Averomoe schrieb:
Jeder Euro, der zum Verhindern, Eindämmen sowie Nachverfolgen und Bestrafen von Hasskriminalität eingesetzt wird, ist gut angelegt. Im Netz erhalten gewisse PolitikerInnen sowie andere öffentliche Personen, die sich offen gegen Rechts aussprechen, Drohungen schwerer bis schwerster Art.
Drohungen sind Straftaten, und darüber, dass Straftaten geahndet werden müssen, sind wir uns hier im Forum glaube ich alle einig.

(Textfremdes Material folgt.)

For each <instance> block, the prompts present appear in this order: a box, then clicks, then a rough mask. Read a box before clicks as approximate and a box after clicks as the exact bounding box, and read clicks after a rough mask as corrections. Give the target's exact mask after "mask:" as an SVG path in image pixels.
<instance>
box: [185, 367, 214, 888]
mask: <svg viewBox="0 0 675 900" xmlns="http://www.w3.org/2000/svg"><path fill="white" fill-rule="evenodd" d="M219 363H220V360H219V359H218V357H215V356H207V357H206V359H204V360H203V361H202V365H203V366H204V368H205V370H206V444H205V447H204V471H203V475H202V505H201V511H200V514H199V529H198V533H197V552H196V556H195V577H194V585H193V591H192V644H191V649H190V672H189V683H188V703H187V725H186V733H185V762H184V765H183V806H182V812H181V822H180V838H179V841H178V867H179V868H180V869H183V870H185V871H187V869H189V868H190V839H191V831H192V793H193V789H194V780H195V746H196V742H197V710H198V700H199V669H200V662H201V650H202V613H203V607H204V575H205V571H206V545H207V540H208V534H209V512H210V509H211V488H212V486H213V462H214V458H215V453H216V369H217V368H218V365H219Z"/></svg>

Das Problem bei dem Gesetz ist aber folgendes (im Artikel sehr schön auf den Punkt gebracht):
Mit diesem Gesetzt übertrage der Staat seine „ureigenen Pflichten wie die Strafverfolgung und Bekämpfung von Straftaten auf privatwirtschaftliche Unternehmen“ und lasse diese dann „auch noch auf den gigantisch hohen Kosten sitzen“, führte der Verbandschef aus.
Problematisch ist hierbei nicht nur, dass der Staat die Kosten auf die Unternehmen abwälzt (was gerade für kleine und mittelständische Online-Plattformen eine erhebliche Belastung darstellt und die Marktmacht der großen Online-Konzerne daher weiter stärken wird). Noch bedenklicher ist, dass der Staat die privatwirtschaftlichen Unternehmen de facto zu einer Zensurbehörde macht - denn die Unternehmen entscheiden dann in Zukunft mehr oder minder im Alleingang, welche Meinungsbeiträge online veröffentlicht werden dürfen und welche nicht.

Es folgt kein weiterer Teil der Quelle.